The Court concluded that the absence of adequate safeguards to protect VC, as a Roma woman, from non‑consensual sterilisation amounted to a failure by Slovakia to discharge its positive obligations under Article 8.
Other Articles
Article 12: The Court accepted that sterilisation had a serious impact on VC’s ability to found a family, but held that this impact was already fully addressed within the Article 8 analysis, so no separate finding was required.
Article 13: VC had two opportunities for judicial review of her complaints in the domestic courts; the Court reiterated that an effective remedy need not be successful and found no violation.
Article 14: The majority held the evidence did not meet the threshold for a separate finding of discrimination, and considered the discriminatory aspects more appropriately examined within the Article 8 failure.

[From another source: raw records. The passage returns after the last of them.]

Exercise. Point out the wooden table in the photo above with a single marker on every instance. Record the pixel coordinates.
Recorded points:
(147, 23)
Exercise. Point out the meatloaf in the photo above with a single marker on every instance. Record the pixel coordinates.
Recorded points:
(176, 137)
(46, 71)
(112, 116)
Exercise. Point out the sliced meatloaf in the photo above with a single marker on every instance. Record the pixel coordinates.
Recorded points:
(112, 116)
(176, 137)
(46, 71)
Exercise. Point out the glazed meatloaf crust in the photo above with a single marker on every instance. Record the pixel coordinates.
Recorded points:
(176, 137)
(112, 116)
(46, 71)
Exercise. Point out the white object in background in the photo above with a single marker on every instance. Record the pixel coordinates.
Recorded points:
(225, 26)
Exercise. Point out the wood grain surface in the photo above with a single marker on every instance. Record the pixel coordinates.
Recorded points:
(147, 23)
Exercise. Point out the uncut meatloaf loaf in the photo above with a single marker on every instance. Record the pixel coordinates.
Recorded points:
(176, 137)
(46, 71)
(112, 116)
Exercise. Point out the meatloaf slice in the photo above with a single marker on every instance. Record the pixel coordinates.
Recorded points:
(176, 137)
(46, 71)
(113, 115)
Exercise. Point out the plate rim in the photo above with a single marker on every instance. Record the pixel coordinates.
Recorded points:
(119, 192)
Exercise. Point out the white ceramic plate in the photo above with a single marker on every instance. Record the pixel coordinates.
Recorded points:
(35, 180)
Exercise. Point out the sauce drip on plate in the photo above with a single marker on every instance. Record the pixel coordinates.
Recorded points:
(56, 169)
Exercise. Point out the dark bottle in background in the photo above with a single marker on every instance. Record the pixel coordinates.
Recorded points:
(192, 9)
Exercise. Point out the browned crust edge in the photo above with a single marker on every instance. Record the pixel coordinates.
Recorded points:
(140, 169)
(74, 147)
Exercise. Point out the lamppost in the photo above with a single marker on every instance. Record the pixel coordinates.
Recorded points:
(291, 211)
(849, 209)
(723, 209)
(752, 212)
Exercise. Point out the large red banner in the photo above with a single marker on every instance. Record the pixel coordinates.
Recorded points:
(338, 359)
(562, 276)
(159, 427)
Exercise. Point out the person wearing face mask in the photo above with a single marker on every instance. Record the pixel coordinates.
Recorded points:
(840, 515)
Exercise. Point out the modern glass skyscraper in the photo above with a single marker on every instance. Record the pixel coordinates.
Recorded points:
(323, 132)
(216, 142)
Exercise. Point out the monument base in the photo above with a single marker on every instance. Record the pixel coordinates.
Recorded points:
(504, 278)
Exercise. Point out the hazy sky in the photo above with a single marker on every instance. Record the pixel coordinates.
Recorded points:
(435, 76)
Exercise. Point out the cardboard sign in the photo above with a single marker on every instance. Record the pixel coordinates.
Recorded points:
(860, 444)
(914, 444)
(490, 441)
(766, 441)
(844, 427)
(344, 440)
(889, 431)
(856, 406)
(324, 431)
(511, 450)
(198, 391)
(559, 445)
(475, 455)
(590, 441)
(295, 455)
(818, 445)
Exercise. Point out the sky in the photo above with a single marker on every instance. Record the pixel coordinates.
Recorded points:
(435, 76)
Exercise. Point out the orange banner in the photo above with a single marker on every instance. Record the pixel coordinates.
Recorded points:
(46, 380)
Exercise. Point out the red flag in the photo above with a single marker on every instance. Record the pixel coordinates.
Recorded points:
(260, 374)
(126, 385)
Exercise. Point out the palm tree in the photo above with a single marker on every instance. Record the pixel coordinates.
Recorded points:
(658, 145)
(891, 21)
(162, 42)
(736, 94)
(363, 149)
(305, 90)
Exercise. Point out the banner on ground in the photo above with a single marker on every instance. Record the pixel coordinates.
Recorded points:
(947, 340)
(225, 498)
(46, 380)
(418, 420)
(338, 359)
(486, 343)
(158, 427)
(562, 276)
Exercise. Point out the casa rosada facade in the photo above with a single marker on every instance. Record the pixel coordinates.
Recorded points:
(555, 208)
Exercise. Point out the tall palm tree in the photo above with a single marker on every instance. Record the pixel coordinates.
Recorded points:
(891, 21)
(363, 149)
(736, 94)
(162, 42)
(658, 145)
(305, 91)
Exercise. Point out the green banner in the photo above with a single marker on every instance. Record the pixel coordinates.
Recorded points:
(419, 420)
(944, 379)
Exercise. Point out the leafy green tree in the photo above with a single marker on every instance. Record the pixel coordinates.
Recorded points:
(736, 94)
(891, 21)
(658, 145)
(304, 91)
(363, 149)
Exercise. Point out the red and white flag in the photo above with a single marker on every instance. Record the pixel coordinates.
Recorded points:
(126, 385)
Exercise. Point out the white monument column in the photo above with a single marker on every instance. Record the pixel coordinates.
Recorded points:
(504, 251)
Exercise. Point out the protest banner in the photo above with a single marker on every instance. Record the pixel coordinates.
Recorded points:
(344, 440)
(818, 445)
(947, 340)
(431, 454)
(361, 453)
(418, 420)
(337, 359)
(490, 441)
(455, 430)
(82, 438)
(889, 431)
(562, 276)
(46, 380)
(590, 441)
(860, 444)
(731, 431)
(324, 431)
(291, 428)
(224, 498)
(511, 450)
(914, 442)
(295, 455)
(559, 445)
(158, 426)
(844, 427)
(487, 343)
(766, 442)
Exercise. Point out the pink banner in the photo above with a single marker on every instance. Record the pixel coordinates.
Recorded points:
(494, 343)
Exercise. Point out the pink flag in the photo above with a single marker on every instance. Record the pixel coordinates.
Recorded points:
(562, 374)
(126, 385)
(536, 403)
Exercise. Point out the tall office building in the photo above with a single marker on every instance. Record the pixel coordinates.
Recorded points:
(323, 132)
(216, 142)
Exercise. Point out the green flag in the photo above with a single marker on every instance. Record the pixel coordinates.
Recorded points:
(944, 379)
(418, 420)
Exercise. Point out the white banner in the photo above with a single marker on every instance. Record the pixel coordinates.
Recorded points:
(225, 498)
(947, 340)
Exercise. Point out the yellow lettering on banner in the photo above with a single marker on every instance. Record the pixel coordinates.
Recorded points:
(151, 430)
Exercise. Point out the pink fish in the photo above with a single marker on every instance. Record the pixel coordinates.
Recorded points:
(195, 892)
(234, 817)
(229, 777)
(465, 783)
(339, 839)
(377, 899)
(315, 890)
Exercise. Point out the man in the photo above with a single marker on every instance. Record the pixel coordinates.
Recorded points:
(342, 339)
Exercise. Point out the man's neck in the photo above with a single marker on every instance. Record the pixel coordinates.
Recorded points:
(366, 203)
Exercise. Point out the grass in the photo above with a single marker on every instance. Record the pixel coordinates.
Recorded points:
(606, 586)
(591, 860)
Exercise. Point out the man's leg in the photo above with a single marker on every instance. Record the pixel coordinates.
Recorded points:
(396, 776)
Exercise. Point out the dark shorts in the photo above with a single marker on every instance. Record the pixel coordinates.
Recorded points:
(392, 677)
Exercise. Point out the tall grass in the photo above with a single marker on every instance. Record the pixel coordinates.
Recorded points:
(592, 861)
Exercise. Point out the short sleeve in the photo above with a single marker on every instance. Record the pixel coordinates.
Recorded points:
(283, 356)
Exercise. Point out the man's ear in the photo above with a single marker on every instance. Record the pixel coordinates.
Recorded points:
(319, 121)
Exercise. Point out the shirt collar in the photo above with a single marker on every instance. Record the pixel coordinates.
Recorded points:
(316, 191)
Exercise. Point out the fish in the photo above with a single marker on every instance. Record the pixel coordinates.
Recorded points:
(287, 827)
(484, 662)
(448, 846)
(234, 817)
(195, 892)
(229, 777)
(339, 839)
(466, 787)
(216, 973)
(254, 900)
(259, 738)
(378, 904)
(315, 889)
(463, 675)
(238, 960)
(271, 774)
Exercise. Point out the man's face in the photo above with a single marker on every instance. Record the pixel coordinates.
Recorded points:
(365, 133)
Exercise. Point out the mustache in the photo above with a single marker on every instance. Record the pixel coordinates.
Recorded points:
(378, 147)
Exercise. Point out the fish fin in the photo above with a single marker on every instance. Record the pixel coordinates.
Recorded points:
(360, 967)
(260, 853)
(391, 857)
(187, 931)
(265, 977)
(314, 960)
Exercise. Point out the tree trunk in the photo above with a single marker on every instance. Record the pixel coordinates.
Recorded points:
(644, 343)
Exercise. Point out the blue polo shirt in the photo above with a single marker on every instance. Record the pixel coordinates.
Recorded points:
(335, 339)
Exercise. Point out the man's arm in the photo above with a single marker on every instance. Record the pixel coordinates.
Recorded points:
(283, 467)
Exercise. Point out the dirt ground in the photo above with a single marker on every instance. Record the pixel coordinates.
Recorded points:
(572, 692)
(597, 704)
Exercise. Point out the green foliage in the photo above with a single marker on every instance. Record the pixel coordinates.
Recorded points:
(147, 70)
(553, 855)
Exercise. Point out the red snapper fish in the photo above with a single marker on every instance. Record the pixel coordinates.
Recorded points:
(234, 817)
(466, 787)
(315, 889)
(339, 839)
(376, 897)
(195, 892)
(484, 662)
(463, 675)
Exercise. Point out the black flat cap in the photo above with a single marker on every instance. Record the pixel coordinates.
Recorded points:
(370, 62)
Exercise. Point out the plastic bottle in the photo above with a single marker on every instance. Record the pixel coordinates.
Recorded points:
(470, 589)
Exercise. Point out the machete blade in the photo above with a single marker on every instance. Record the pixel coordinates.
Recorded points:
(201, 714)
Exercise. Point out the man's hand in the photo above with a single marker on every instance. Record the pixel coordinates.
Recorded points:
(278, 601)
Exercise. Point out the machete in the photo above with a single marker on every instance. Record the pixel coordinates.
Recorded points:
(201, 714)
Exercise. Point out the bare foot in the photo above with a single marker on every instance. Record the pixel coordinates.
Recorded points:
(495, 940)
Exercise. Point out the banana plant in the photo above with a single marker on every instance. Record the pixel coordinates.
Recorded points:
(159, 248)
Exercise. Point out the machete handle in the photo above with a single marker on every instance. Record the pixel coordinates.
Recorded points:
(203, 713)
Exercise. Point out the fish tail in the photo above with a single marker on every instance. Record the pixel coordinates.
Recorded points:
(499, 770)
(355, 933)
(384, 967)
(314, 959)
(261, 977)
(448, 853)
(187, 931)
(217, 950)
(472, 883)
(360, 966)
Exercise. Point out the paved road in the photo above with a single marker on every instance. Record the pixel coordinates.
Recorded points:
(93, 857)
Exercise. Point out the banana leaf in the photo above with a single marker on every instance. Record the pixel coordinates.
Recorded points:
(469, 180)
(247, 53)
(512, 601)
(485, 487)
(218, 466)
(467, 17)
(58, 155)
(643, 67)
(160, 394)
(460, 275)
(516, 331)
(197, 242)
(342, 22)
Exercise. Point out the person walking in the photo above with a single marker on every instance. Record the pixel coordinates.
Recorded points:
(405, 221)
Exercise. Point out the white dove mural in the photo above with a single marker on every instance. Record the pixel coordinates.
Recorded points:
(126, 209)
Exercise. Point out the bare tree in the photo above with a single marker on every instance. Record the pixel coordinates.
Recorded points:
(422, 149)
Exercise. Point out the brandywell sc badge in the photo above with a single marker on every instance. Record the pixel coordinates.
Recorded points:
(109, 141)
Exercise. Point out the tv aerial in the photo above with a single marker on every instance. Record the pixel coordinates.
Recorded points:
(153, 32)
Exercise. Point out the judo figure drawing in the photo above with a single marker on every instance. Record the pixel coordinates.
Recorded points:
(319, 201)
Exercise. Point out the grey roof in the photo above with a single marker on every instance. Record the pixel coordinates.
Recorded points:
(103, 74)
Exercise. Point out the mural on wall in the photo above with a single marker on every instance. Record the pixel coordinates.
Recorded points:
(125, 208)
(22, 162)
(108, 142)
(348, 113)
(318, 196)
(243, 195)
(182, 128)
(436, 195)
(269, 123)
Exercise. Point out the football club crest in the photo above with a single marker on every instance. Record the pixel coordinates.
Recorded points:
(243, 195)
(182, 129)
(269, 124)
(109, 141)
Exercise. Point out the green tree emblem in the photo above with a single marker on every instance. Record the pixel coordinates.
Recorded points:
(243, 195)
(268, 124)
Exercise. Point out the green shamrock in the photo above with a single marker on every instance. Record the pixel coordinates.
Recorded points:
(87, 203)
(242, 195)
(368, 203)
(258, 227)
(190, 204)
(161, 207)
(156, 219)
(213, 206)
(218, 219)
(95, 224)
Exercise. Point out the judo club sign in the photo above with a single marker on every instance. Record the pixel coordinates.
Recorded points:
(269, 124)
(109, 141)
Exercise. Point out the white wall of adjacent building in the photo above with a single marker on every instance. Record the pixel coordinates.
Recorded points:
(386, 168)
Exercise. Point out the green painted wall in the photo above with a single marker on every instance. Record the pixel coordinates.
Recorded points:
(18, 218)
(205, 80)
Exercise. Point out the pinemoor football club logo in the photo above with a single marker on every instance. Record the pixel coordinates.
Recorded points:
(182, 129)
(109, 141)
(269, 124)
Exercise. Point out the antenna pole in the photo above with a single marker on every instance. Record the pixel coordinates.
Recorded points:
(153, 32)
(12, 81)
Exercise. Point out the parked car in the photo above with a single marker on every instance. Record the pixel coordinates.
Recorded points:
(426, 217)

Dissent: Judge Mijovic considered that a distinct breach of Article 14 should have been found, viewing the “special attention” given to VC as a Roma woman as consisting in the decision to sterilise her, reflecting entrenched discriminatory attitudes towards the Roma minority.
Outcomes and Consequences
The European Court of Human Rights found Slovakia in breach of Article 3 and Article 8 of the European Convention on Human Rights.
No separate violations were found of Articles 12 and 14 by the majority, and no violation of Article 13.
The dissenting opinion emphasised racial discrimination and described the practice as a relic of long‑standing prejudice against Roma people in Slovakia.